Self-calibrating MEMS promise more accurate measurements
US researchers have demonstrated MEMS that could lead to extremely accurate sensors and motors
Purdue University, US, researchers have developed a self-calibrating micro-electromechanical system that paves the way to accurate sensors and motors that could be used in lithography to create next-generation computer circuits.
While MEMS are already in commercial use, this new device is the first of its kind that can calibrate itself, a step that is critical in high accuracy applications.
"Self-calibration is needed as each MEMS device is slightly different, due to manufacturing variations," says Professor Jason Vaughn Clark from computer and mechanical engineering at Purdue University. "Variations in geometry, stiffness and mass can significantly affect performance... and no two MEMS behave identically."
"Since conventional methods to measure MEMS properties are usually impractical, expensive, have unknown accuracy and large uncertainty, enabling MEMS to calibrate themselves is a game-changing innovation," he adds.
The devices contain two opposing comb drives - comb-shaped linear motors - that are drawn together when a voltage is applied and then return to their original position when the voltage is turned off.
"We apply enough voltage to close two unequal gaps and measure the resulting changes in capacitance," he says. "We use this measurement to determine the geometrical difference between layout and fabrication... and once you have this measurement you have calibrated the device."

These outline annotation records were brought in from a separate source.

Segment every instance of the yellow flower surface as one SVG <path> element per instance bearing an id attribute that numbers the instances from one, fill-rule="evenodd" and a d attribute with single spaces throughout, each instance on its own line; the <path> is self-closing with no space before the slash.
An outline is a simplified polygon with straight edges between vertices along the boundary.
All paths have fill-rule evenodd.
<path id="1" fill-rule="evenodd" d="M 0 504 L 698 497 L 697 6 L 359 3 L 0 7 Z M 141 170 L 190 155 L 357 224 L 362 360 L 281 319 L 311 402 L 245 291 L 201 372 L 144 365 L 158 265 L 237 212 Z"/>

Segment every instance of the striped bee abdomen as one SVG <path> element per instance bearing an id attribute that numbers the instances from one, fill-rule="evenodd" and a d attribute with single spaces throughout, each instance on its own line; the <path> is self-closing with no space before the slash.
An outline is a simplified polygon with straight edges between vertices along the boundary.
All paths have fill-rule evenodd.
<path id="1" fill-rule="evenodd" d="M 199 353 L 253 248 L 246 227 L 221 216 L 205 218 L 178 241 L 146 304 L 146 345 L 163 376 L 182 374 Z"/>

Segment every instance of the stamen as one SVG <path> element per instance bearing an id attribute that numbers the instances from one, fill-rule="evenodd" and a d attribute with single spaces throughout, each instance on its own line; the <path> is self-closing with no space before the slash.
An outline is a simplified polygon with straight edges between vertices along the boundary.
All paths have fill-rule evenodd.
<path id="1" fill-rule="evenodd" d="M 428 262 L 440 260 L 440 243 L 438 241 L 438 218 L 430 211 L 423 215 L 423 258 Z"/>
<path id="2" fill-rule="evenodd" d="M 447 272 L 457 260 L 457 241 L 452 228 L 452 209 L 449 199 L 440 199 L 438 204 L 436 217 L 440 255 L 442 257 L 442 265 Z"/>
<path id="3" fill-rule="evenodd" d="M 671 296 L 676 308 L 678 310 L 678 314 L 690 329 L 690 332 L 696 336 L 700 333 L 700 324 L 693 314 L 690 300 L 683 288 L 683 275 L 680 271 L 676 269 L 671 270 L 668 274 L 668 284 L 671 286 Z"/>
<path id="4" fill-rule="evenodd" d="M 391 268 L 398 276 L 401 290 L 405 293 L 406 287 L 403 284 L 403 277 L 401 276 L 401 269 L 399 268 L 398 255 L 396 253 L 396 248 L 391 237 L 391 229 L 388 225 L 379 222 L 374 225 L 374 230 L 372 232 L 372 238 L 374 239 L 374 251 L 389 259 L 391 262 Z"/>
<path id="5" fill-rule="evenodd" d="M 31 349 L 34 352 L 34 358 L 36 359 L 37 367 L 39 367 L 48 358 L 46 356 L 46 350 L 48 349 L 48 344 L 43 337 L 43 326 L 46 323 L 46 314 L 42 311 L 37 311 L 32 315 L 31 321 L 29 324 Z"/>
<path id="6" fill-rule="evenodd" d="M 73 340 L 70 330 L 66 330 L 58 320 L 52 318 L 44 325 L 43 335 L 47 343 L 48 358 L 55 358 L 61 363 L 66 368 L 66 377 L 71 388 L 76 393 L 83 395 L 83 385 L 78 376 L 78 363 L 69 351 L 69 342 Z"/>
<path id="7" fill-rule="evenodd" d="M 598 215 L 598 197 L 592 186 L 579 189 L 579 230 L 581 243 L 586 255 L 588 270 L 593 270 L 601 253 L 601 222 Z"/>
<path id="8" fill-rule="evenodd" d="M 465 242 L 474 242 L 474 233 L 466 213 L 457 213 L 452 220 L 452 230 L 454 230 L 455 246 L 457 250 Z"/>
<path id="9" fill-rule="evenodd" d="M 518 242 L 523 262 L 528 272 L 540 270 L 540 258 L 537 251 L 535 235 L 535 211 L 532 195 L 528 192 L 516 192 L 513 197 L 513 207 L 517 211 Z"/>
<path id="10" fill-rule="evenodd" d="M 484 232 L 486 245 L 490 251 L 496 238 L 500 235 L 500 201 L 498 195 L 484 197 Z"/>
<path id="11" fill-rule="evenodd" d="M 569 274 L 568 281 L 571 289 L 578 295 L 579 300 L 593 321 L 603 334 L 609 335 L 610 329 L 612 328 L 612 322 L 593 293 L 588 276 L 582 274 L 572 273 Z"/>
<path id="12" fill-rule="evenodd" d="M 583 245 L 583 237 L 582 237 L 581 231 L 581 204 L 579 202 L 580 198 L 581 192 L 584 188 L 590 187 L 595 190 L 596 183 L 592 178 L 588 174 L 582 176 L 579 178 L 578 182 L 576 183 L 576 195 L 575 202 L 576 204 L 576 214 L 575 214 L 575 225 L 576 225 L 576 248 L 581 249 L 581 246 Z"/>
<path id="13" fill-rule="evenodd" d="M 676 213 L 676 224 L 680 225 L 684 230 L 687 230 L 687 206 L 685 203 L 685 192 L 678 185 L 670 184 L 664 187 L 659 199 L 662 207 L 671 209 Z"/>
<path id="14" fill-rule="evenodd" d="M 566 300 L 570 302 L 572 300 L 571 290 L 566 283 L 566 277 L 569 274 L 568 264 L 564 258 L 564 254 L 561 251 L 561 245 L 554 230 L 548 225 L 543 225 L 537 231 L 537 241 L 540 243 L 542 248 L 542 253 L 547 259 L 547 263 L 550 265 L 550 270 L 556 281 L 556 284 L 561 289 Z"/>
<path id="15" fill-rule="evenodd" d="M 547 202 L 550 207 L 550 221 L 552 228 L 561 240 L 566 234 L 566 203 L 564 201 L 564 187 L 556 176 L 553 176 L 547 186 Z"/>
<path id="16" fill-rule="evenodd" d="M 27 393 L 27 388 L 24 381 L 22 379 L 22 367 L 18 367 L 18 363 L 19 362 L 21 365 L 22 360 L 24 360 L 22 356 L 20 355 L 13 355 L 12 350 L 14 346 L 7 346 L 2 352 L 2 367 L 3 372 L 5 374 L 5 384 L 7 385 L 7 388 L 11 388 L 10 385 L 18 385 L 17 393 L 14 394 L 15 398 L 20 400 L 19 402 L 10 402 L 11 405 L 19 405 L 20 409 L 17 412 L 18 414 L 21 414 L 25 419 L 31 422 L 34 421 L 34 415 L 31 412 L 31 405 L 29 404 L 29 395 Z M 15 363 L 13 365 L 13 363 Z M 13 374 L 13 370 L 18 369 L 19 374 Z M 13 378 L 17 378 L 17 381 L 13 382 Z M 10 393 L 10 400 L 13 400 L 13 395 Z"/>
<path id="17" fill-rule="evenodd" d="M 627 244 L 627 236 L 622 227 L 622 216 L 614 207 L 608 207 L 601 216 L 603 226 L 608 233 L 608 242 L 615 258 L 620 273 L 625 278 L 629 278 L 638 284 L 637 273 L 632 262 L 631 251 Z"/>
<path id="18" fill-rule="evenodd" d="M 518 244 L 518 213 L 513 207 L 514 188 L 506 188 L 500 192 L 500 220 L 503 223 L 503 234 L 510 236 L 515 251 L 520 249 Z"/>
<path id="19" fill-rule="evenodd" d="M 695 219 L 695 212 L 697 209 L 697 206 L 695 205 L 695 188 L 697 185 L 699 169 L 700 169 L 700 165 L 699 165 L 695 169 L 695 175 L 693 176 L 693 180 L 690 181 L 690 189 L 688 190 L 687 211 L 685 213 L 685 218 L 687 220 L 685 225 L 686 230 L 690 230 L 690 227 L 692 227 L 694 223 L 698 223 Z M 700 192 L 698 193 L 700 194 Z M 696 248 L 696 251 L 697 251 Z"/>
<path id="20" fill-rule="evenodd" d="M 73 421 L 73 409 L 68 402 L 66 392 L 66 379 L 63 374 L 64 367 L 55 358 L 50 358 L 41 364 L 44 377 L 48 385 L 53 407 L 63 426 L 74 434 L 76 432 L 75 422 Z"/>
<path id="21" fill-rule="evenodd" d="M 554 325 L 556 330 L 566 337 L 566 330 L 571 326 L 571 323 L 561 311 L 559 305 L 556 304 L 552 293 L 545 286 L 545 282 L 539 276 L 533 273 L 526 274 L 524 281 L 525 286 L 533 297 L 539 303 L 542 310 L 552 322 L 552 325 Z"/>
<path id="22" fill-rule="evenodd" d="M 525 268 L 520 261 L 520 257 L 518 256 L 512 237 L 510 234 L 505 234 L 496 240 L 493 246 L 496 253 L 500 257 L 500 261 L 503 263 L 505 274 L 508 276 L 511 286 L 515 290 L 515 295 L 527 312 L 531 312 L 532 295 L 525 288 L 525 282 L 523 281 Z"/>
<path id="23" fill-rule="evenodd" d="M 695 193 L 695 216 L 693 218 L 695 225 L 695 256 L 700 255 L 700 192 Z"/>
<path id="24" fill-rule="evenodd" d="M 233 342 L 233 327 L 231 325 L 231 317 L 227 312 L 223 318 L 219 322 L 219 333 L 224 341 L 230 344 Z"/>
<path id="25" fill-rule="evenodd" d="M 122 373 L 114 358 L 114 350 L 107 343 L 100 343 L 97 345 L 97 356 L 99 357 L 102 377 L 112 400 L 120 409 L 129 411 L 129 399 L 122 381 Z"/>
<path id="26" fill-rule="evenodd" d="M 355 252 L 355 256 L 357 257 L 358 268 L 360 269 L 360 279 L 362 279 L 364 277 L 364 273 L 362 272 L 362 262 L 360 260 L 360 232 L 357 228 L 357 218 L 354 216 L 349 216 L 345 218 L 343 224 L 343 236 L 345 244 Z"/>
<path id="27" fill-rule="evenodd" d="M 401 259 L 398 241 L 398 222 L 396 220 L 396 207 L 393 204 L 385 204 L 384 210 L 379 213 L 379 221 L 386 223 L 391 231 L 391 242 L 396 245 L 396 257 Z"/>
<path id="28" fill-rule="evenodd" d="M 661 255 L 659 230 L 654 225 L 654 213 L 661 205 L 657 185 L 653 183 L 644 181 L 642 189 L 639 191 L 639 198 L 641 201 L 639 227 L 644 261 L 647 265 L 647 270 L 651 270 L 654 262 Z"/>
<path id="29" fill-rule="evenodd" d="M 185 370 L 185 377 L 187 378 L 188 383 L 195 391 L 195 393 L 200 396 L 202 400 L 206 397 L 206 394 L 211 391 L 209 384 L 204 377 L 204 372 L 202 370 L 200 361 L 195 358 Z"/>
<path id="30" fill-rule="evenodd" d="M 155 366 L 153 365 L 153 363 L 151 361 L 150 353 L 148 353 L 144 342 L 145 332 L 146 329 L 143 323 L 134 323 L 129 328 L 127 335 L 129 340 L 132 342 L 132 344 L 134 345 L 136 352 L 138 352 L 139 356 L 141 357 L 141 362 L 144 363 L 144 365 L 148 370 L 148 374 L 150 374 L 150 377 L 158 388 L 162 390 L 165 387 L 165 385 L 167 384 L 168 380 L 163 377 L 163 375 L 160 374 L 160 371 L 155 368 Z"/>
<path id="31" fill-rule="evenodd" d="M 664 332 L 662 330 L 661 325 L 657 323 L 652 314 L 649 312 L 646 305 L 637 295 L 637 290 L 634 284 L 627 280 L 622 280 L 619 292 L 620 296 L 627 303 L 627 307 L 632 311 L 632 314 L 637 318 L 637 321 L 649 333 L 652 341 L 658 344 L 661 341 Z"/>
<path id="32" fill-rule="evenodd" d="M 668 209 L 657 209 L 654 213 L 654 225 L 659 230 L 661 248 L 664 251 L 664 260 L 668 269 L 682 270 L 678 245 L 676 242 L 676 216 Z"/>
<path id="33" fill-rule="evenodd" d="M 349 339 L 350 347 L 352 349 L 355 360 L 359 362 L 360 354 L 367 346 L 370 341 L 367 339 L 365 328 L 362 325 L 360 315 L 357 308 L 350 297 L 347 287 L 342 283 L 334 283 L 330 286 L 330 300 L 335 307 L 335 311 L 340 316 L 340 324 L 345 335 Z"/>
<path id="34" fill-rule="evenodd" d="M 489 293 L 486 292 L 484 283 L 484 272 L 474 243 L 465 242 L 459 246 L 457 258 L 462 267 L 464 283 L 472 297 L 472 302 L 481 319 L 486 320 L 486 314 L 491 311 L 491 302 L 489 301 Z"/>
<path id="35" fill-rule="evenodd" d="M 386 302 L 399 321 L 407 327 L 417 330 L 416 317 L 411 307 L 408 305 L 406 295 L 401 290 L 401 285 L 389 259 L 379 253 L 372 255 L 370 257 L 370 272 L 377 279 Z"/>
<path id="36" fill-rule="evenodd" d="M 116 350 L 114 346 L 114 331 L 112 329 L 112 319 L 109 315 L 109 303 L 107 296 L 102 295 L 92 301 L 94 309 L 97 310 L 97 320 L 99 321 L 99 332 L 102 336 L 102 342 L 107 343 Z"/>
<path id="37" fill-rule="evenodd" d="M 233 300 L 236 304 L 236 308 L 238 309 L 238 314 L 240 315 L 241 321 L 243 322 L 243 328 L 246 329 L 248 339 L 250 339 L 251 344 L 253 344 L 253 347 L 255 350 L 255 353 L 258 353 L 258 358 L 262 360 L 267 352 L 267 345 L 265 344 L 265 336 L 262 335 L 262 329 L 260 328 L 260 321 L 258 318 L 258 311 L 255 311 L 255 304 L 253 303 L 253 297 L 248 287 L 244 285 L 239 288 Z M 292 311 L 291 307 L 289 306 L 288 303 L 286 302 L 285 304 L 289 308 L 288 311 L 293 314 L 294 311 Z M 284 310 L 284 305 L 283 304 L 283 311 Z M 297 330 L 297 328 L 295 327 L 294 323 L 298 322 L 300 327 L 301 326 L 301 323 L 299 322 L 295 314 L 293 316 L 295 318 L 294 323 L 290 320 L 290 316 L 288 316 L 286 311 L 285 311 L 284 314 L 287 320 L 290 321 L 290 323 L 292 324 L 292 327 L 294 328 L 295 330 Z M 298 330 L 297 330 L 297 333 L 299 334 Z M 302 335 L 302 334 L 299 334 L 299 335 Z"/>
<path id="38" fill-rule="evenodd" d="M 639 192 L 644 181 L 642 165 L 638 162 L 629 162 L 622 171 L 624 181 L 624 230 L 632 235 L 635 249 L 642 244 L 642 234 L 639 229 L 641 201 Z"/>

The capacitance measurements can be used to calculate other properties such as displacement, force, stiffness and mass, and as Clark highlights, existing MEMS designs with comb drives can easily be modified to become self-calibrating.
"Accurate metrology is a problem that has eluded researchers since the beginning of MEMS and nano-technology in the late 1980s," he says. "But now, using a $15 chip that you can fit on your fingertip, we have a technology that is able to measure MEMS displacements better than a $500,000 electron microscope."
Clark and his team now intend to use their self-calibrating MEMS to boost the accuracy of atomic force microscopes at the university and build more accurate gravity meters for detecting underground petroleum reserves.